In these studies, short term contact lens wear with all materials or eyelid closure resulted in a significant suppression of central epithelial basal cell proliferation. Cell proliferation at the limbus was similarly suppressed following RGP lens wear, but remained unaffected by soft contact lens wear or eyelid suturing. RGP contact lens wear also resulted in a delay in the cell differentiation rate and upward migration of the epithelial cells. Normal apoptosis and exfoliation was suppressed by eyelid suturing and with all lens types worn by the rabbits regardless of oxygen transmissibility.

These results support the hypothesis that corneal epithelial homeostasis resulting in exfoliation is an apoptopic regulated process. The studies also confirm that epithelial surface cells migrate centripetally and die principally in the central cornea. This may be attributed to the strong sweeping action of the eyelid creating high shearing forces at the corneal apex resulting in increased apoptosis in this region. This theory is further supported by the results from the rabbit suturing experiments when the action of blinking was eliminated.

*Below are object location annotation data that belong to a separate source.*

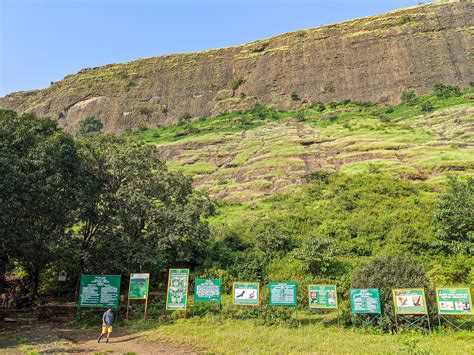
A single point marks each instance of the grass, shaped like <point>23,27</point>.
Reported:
<point>239,336</point>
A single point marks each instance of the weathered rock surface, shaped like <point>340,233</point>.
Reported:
<point>369,59</point>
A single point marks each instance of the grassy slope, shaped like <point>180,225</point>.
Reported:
<point>241,156</point>
<point>237,336</point>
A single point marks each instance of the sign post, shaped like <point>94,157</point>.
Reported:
<point>453,301</point>
<point>323,297</point>
<point>365,306</point>
<point>411,302</point>
<point>99,291</point>
<point>138,290</point>
<point>177,293</point>
<point>283,294</point>
<point>208,291</point>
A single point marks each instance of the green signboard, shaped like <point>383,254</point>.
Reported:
<point>138,289</point>
<point>177,295</point>
<point>207,290</point>
<point>102,291</point>
<point>322,296</point>
<point>454,300</point>
<point>282,293</point>
<point>246,293</point>
<point>365,300</point>
<point>409,301</point>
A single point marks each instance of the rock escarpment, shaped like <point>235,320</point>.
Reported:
<point>369,59</point>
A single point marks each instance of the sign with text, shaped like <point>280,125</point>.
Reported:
<point>139,284</point>
<point>207,290</point>
<point>322,296</point>
<point>409,301</point>
<point>365,300</point>
<point>454,300</point>
<point>101,291</point>
<point>246,293</point>
<point>177,294</point>
<point>282,293</point>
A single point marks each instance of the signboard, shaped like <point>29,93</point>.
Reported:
<point>139,284</point>
<point>102,291</point>
<point>282,293</point>
<point>207,290</point>
<point>365,300</point>
<point>246,293</point>
<point>177,294</point>
<point>409,301</point>
<point>454,300</point>
<point>62,276</point>
<point>322,296</point>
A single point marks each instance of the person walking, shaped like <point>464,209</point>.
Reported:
<point>107,320</point>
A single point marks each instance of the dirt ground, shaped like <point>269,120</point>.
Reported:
<point>60,338</point>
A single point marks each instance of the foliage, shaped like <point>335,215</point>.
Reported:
<point>454,218</point>
<point>89,126</point>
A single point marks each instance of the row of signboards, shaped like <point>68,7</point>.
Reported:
<point>104,291</point>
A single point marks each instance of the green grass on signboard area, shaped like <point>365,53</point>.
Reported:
<point>235,336</point>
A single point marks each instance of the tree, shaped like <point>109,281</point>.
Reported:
<point>89,126</point>
<point>454,217</point>
<point>136,211</point>
<point>38,188</point>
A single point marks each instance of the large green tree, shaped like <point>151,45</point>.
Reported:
<point>38,190</point>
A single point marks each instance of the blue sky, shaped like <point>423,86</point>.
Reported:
<point>44,40</point>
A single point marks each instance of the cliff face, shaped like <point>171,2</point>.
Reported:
<point>369,59</point>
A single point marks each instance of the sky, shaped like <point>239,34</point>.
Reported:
<point>44,40</point>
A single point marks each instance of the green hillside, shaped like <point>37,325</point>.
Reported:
<point>249,155</point>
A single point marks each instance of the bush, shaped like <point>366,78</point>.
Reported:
<point>386,273</point>
<point>89,126</point>
<point>408,97</point>
<point>427,106</point>
<point>445,91</point>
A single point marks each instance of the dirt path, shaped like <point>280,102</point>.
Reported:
<point>59,338</point>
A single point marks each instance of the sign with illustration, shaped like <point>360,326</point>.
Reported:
<point>101,291</point>
<point>282,293</point>
<point>409,301</point>
<point>207,290</point>
<point>177,294</point>
<point>366,300</point>
<point>246,293</point>
<point>322,296</point>
<point>454,300</point>
<point>139,284</point>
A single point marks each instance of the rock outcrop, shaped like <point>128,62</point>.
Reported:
<point>368,59</point>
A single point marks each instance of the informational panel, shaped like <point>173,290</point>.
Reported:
<point>102,291</point>
<point>246,293</point>
<point>322,296</point>
<point>365,300</point>
<point>139,284</point>
<point>454,300</point>
<point>207,290</point>
<point>409,301</point>
<point>177,294</point>
<point>282,293</point>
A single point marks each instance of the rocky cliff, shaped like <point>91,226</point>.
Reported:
<point>369,59</point>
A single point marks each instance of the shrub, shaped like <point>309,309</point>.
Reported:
<point>389,272</point>
<point>427,106</point>
<point>294,96</point>
<point>408,97</point>
<point>89,126</point>
<point>444,91</point>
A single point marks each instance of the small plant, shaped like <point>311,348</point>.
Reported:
<point>294,96</point>
<point>236,82</point>
<point>427,106</point>
<point>445,91</point>
<point>408,97</point>
<point>184,118</point>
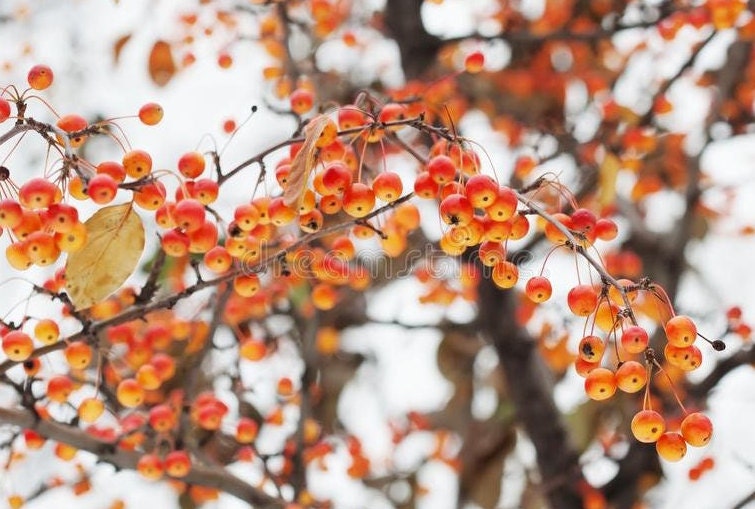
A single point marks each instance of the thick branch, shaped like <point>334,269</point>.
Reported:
<point>530,385</point>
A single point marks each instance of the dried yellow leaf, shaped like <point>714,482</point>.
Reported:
<point>114,245</point>
<point>304,161</point>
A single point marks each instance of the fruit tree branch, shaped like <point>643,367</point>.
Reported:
<point>108,452</point>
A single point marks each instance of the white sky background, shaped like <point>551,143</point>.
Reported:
<point>75,38</point>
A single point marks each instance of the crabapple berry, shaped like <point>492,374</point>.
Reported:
<point>697,429</point>
<point>538,289</point>
<point>151,114</point>
<point>634,339</point>
<point>631,376</point>
<point>600,383</point>
<point>39,77</point>
<point>582,300</point>
<point>680,331</point>
<point>591,348</point>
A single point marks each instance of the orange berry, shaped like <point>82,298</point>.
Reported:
<point>697,429</point>
<point>246,430</point>
<point>591,348</point>
<point>39,77</point>
<point>474,62</point>
<point>102,188</point>
<point>505,274</point>
<point>634,339</point>
<point>538,289</point>
<point>191,164</point>
<point>37,193</point>
<point>59,388</point>
<point>600,383</point>
<point>358,200</point>
<point>137,163</point>
<point>17,345</point>
<point>680,331</point>
<point>671,446</point>
<point>78,354</point>
<point>631,376</point>
<point>648,426</point>
<point>90,409</point>
<point>129,393</point>
<point>151,114</point>
<point>481,190</point>
<point>150,466</point>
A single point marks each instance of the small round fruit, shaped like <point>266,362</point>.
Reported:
<point>697,429</point>
<point>634,339</point>
<point>17,346</point>
<point>150,466</point>
<point>129,393</point>
<point>680,331</point>
<point>151,114</point>
<point>591,348</point>
<point>671,446</point>
<point>90,409</point>
<point>538,289</point>
<point>600,384</point>
<point>648,426</point>
<point>631,376</point>
<point>40,77</point>
<point>582,300</point>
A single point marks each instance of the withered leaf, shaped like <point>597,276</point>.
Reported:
<point>118,46</point>
<point>304,161</point>
<point>114,245</point>
<point>161,64</point>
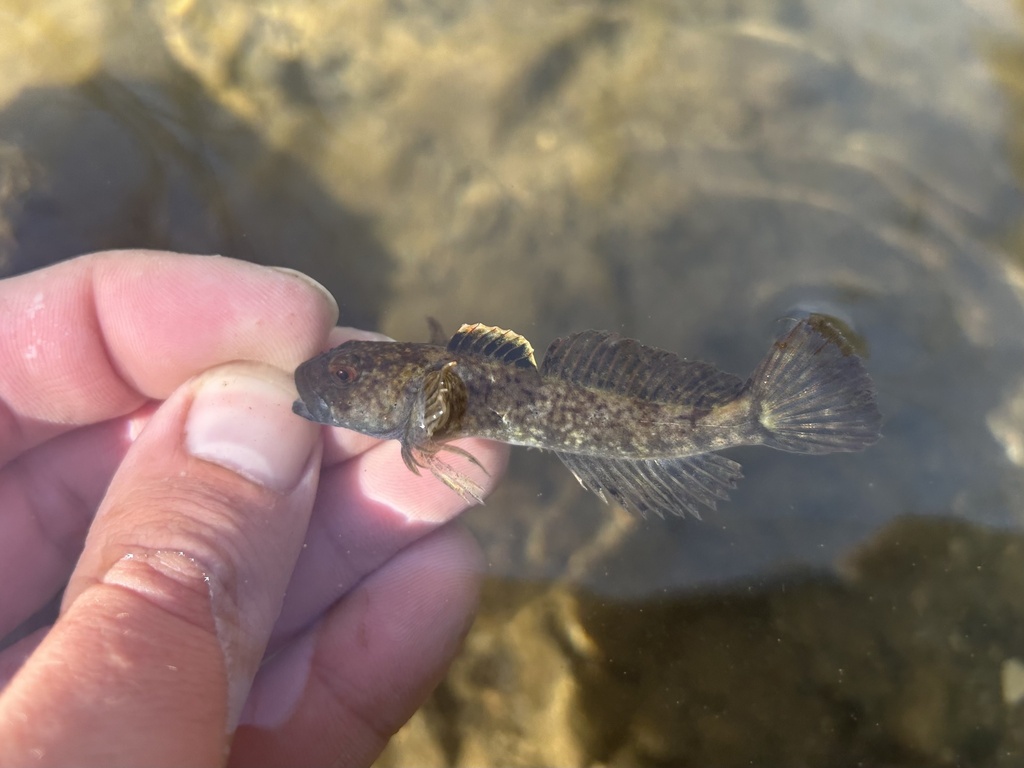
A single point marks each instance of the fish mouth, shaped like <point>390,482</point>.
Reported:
<point>311,404</point>
<point>300,409</point>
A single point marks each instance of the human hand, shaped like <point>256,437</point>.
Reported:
<point>236,564</point>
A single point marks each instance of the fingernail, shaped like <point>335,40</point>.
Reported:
<point>241,418</point>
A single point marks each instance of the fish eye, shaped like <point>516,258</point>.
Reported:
<point>344,374</point>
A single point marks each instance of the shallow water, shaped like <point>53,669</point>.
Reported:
<point>681,173</point>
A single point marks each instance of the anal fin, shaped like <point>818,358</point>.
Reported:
<point>658,485</point>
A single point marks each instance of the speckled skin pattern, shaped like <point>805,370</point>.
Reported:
<point>380,392</point>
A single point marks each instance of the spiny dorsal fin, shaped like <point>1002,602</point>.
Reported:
<point>601,359</point>
<point>491,341</point>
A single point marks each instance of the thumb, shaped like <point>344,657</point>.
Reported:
<point>168,612</point>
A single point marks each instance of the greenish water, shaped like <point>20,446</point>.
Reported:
<point>684,173</point>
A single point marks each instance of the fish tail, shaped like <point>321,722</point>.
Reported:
<point>812,394</point>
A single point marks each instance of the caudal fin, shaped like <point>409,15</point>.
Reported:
<point>812,395</point>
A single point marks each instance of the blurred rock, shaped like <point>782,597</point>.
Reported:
<point>896,663</point>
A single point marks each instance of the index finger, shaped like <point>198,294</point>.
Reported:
<point>95,337</point>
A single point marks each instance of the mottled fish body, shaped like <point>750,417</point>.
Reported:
<point>633,423</point>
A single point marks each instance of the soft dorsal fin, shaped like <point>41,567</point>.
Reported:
<point>601,359</point>
<point>491,341</point>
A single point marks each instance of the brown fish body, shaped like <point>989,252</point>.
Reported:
<point>631,422</point>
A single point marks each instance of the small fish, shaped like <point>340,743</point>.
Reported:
<point>633,423</point>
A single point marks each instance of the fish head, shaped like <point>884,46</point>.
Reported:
<point>368,386</point>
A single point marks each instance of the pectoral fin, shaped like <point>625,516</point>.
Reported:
<point>465,486</point>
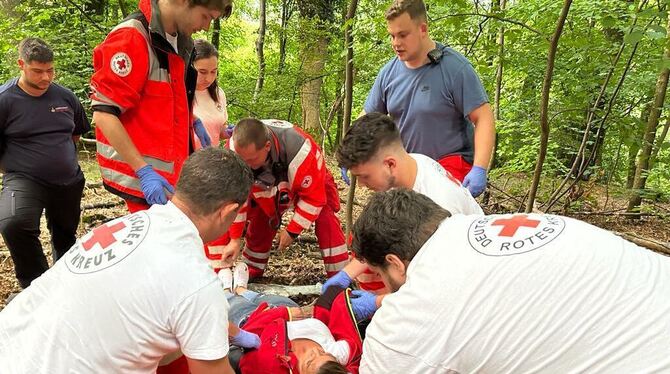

Contact lens wear and eyelid suturing were shown to suppress apoptosis and in the central cornea to allow a concomitant increase in surface epithelial cell size. Despite these restraints to normal cell turnover, epithelial thickness is known to decrease with overnight contact lens wear, in all probability as a result of the effect of decreasing cell proliferation in the basal layers being greater than the diminished cell loss at the surface of the epithelium. Results from these studies indicate that the depression of cell proliferation also appears to be both oxygen and lens dependent.

In summary, the authors conclude that while epithelial homeostasis appears to be suppressed by contact lens wear in general, the effects appear to be diminished to some extent with hyper Dk/t lens materials (RGP and SH). Further research is however required to gain a deeper understanding of the mechanisms involved and chronic and adaptive effects which may occur.